7. En troisième lieu, les dispositions du 7° de l'article L. 313-11 du code de l'entrée et du séjour des étrangers et du droit d'asile, abrogées et remplacées depuis le 1er mai 2021 par celles de l'article L. 423-23 de ce code, ne sont pas applicables aux ressortissants algériens, pour lesquels les cas de délivrance des titres de séjour sont régis par l'accord franco-algérien du 27 décembre 1968. Par suite, le requérant ne peut utilement invoquer leur violation à l'encontre de la décision lui refusant l'admission au séjour.

8. En dernier lieu, M. B se borne, pour le reste, à reprendre des moyens invoqués devant le tribunal administratif de Grenoble. Ces autres moyens ont été, à bon droit, écartés par les premiers juges. Dès lors, il y a lieu de les écarter par adoption des motifs du jugement, à l'encontre desquels le requérant ne formule aucune critique utile ou pertinente.

9. Il résulte de ce qui précède que la requête de M. B est manifestement dépourvue de fondement. Dès lors, elle doit être rejetée, y compris en ses conclusions aux fins d'injonction et de mise à la charge de l'État des frais exposés et non compris dans les dépens.

ORDONNE :

Article 1er : La requête de M. B est rejetée.
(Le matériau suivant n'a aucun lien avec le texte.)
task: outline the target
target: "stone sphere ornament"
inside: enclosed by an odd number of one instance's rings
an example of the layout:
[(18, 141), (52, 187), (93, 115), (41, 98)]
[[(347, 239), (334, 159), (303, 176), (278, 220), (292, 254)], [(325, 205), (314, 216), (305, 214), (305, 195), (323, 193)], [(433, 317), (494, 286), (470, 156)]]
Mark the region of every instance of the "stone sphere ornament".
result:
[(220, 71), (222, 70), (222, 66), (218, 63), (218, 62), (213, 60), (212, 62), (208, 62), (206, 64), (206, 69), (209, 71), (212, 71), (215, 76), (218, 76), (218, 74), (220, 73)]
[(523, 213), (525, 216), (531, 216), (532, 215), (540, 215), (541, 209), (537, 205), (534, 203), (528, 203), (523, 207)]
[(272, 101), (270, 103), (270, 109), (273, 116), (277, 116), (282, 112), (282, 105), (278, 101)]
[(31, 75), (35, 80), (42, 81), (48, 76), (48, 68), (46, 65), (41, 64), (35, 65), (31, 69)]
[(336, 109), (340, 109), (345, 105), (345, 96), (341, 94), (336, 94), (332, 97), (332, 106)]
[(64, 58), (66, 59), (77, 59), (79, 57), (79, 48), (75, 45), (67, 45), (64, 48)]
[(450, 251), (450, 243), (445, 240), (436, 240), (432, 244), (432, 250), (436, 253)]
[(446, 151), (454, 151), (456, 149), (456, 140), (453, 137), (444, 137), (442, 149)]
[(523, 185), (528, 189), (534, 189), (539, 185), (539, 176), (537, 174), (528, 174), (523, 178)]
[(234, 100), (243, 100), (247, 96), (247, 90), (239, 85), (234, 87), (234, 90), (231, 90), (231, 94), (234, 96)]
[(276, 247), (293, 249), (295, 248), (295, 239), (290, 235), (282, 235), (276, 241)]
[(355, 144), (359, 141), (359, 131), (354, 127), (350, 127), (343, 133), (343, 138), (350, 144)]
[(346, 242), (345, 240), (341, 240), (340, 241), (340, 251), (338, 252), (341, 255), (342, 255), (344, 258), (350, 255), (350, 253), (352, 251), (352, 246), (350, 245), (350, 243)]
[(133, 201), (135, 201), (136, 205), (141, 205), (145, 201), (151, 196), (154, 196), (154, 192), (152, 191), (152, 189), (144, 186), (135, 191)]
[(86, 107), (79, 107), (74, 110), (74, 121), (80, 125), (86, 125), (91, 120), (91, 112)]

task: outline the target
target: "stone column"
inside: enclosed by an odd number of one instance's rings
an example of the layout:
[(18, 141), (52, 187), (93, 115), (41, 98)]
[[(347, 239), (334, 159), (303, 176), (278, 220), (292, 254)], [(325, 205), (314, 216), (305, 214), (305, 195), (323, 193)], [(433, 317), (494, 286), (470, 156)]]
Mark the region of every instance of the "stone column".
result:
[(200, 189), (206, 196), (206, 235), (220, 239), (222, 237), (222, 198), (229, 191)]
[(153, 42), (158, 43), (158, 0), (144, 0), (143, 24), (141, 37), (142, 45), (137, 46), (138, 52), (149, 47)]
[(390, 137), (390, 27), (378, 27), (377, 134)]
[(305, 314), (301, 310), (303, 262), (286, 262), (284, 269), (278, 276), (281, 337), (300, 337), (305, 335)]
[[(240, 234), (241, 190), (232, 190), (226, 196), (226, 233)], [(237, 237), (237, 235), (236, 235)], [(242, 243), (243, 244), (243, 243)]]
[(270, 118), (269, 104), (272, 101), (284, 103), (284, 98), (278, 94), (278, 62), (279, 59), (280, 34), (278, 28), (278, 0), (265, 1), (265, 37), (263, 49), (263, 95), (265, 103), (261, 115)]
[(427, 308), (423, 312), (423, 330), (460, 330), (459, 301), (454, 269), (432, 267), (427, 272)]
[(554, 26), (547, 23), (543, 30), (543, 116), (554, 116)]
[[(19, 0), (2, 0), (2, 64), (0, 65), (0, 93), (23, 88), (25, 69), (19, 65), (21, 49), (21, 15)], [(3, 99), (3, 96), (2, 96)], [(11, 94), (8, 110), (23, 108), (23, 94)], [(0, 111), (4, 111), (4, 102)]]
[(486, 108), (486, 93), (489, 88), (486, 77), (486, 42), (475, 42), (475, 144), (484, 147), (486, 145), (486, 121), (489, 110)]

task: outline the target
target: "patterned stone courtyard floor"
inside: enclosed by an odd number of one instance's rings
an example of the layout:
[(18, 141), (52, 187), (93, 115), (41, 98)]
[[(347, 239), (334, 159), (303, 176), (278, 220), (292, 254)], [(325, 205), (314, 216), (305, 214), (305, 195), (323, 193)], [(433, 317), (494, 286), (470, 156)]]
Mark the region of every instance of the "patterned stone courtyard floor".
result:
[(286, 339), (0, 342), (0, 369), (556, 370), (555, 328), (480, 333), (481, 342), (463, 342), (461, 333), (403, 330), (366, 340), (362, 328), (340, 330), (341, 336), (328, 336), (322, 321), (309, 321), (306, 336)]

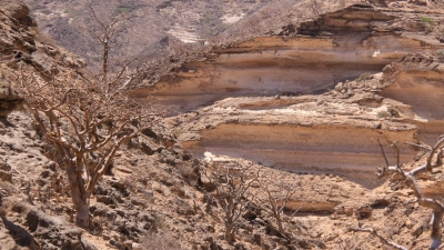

Article 2 : La présente ordonnance sera notifiée à M. A B et au ministre de l'intérieur.

Copie en sera adressée au préfet de la Haute-Savoie.

Fait à Lyon, le 11 avril 2022.

Le président,

Gilles Hermitte

La République mande et ordonne au ministre de l'intérieur en ce qui le concerne ou à tous huissiers de justice à ce requis en ce qui concerne les voies de droit commun contre les parties privées, de pourvoir à l'exécution de la présente décision.